Und sie bestätigen, dass das Abklingbecken von Block IV in Fukushima so geschädigt ist, dass das Ganze bei einem weiteren Erdbeben zu kollabieren droht und dass unsere Informationen stimmen: In diesem Fall ist davon auszugehen, dass eine Evakuierung auch des Großraums Tokyo notwendig würde. 30.000.000 Menschen!!! Wie das gehen soll, das weiß aber auch in Japan augenscheinlich niemand.
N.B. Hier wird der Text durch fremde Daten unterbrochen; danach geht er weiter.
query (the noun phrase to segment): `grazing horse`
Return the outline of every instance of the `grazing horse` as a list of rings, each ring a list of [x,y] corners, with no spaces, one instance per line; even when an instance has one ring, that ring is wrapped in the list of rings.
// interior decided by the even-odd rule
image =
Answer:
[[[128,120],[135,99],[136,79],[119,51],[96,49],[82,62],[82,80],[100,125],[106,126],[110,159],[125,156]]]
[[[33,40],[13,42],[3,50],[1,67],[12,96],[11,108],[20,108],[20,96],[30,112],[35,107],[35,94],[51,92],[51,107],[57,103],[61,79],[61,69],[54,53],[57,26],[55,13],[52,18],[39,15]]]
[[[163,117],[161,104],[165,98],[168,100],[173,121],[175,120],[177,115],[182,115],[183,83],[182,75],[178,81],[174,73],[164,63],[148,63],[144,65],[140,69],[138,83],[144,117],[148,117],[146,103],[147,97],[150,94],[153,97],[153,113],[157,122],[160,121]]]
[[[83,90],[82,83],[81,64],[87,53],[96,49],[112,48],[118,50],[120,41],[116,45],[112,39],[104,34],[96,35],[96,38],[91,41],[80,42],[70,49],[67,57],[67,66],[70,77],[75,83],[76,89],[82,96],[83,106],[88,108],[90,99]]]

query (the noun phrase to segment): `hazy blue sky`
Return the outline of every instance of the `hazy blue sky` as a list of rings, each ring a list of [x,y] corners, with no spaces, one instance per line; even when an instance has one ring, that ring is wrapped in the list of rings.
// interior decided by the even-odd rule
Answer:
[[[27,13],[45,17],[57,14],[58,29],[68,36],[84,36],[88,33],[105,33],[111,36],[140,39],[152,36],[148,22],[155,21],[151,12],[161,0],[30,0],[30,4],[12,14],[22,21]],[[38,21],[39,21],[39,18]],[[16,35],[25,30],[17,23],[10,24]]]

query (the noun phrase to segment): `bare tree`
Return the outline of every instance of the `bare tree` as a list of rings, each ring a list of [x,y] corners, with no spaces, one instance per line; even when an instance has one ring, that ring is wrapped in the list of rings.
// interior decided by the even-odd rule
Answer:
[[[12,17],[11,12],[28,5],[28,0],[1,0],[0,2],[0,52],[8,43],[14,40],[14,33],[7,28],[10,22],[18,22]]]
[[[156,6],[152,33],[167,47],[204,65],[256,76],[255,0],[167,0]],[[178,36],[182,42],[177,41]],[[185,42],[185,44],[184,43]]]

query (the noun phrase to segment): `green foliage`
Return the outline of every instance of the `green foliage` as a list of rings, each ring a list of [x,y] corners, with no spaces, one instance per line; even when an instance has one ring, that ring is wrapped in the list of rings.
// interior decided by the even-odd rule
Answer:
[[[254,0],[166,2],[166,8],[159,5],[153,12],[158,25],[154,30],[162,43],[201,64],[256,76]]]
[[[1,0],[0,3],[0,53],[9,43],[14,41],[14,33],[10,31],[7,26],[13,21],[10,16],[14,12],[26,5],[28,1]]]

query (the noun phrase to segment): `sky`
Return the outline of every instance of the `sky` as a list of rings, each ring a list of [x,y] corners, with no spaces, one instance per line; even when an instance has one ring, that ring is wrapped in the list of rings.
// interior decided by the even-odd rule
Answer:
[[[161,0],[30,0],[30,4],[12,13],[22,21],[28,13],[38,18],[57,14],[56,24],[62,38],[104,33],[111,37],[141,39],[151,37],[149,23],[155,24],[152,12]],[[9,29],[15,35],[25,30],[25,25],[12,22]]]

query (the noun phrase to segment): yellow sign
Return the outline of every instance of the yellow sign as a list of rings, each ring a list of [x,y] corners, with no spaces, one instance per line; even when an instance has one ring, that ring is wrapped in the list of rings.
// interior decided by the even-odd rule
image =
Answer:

Und sie bestätigen meinen ersten Eindruck, dass obwohl nur noch 3 von 54 AKW aktuell am Netz sind, es zu keinen wahrnehmbaren Stromengpässen kommt. Die Konzerne und die Regierung haben nach ihren Worten die Menschen in der Vergangenheit einfach belogen über die Notwendigkeit der Atomenergie. Nach ihren Worten, weil man die Profite und die Option Atomwaffen produzieren zu können, wollte. Fukushima wäre nicht notwendig gewesen! Das macht sie und mich wütend und es macht deutlich, gegen was für ein Kartell der internationalen Konzerne und der von ihnen benutzten Regierungen wir für einen Atomausstieg zu kämpfen haben. Diese Erkenntnis greift in Japan nun Raum und von daher scheint mir unwahrscheinlich, dass die Mehrheit der Menschen bereit sein wird, einfach wieder zur Tagesordnung überzugehen.